The Bible does not discuss the subject of evolution. Rather, its worldview assumes God created the world. The biblical view of creation is not in conflict with science; rather, it is in conflict with any worldview that starts without a creator.
The most important aspect of the continuing discussion is not the process of creation, but the origin of creation. The world is not a product of blind chance and probability; God created it.
The Bible not only tells us that the world was created by God; more important, it tells us who this God is. It reveals God’s personality, his character, and his plan for his creation. It also reveals God’s deepest desire: to relate to and fellowship with the people he created. God took the ultimate step toward fellowship with us through his historic visit to this planet in the person of his Son, Jesus Christ. We can know in a very personal way this God who created the universe.

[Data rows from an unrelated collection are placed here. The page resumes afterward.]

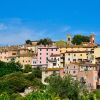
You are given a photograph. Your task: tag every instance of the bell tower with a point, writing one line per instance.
(69, 39)
(92, 39)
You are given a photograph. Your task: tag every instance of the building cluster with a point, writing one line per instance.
(82, 62)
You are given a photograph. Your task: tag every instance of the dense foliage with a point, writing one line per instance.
(15, 82)
(45, 41)
(10, 67)
(78, 39)
(61, 43)
(28, 42)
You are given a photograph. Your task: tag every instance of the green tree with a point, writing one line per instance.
(64, 87)
(4, 96)
(37, 72)
(27, 68)
(14, 83)
(45, 41)
(78, 39)
(61, 43)
(10, 67)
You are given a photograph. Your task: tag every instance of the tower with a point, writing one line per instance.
(92, 39)
(69, 39)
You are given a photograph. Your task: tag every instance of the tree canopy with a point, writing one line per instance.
(45, 41)
(78, 39)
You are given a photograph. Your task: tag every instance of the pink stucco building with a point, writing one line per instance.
(44, 53)
(89, 77)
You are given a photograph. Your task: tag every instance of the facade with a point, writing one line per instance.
(54, 61)
(75, 56)
(89, 78)
(45, 52)
(46, 72)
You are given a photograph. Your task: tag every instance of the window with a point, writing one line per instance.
(74, 72)
(46, 58)
(68, 39)
(68, 59)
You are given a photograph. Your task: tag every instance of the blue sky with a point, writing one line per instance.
(34, 19)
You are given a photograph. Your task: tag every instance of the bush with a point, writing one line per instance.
(10, 67)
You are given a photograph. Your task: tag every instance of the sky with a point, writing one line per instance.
(34, 19)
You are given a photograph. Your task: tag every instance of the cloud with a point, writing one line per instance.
(16, 31)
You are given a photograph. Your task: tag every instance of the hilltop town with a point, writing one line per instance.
(82, 61)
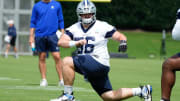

Genesis 2 does not present a creation account at all but presupposes the completion of God’s work of creation as set forth in chapter 1. The first three verses of Genesis 2 simply carry the narrative of chapter 1 to its final and logical conclusion, using the same vocabulary and style as employed in the previous chapter. It sets forth the completion of the whole primal work of creation and the special sanctity conferred on the seventh day as a symbol and memorial of God’s creative work. Verse 4 then sums up the whole sequence that has just been surveyed by saying, “These are the generations of heaven and earth when they were created, in the day that Yahweh God made heaven and earth.” Having finished the overall survey of the subject, the author then develops in detail one important feature that has already been mentioned: the creation of man. As we examine the remainder of Genesis 2, we find that it concerns itself with a description of the ideal setting that God prepared for Adam and Eve to begin their life in, walking in loving fellowship with Him as responsive and obedient children. From the survey of the first fifteen verses of chapter 2, it becomes quite apparent that this was never intended to be a general creation narrative. Genesis 1 is the only creation account to be found in the Hebrew Scripture and it is presupposed as the background of Genesis 2. . . . Quite clearly, then, chapter 2 is built on the foundation of chapter 1 and represents no different tradition than the first chapter or discrepant account of the order of creation.